Tried to make compact solution using just learned ternary operators. I was little surprised, that this code works.

Well done! The term "ternary" may seem like a scary concept, perhaps like the terms "second derivitive" or "reduction sauce".

But it's really a concept you already know.... the IF statement
Instead of a multi line if, the ternary is compact, just a one liner.

You probably could squeeze both evaluations into one line. But I think that starts to hide the logic. Your solution is spot on.

Keep coding!

hi,

once again, we have an AI jumping in with an "example in a language like JavaScript" which has nothing to do with the Swift language question (although it seems to work if you understand the JavaScript syntax) and from a user who joined the forum "today" ... a clear sign of an AI post.

... my goodness ...

but to @Terhox, thanks for asking the question, and thanks to @Obelix for responding (although i would question the notion of second derivative being a scary concept).

regards to both,

DMG

Thank you @Obelix and @delawaremathguy for comments, and I wish great coding for you also. Coding is much more fun when sharing thoughts and solution ideas with other coders.

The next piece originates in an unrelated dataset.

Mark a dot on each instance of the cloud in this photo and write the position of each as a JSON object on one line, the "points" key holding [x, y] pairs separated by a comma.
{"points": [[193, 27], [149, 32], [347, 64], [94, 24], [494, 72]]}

In Checkpoint 3, the Fizz Buzz problem is elegantly solved using ternary operators. This concise approach employs the conditional operator to determine if a number is divisible by 3, 5, both, or neither. The ternary syntax streamlines the code, enhancing readability and demonstrating the efficiency of this logical paradigm in solving the classic Fizz Buzz challenge.

I saw this post a month ago. And today just for fun I wanted to see if I could remember how to do this one. Turns out I got close and it actually worked(well at least I think it does). @Terhox Thank you for sharing the Ternary way of doing this. A slightly different way of doing it......

for x in 1...100
{
    let y = (x.isMultiple(of: 3)) ? "Fizz" : ""
    let z = (x.isMultiple(of: 5)) ? "Buzz" : ""
    print ("\(x) \(y)\(z)")
}

I was wondering If I can upload my Checkpoint 3 work on the forum and have others review and give out new ideas to me. I'm at loss.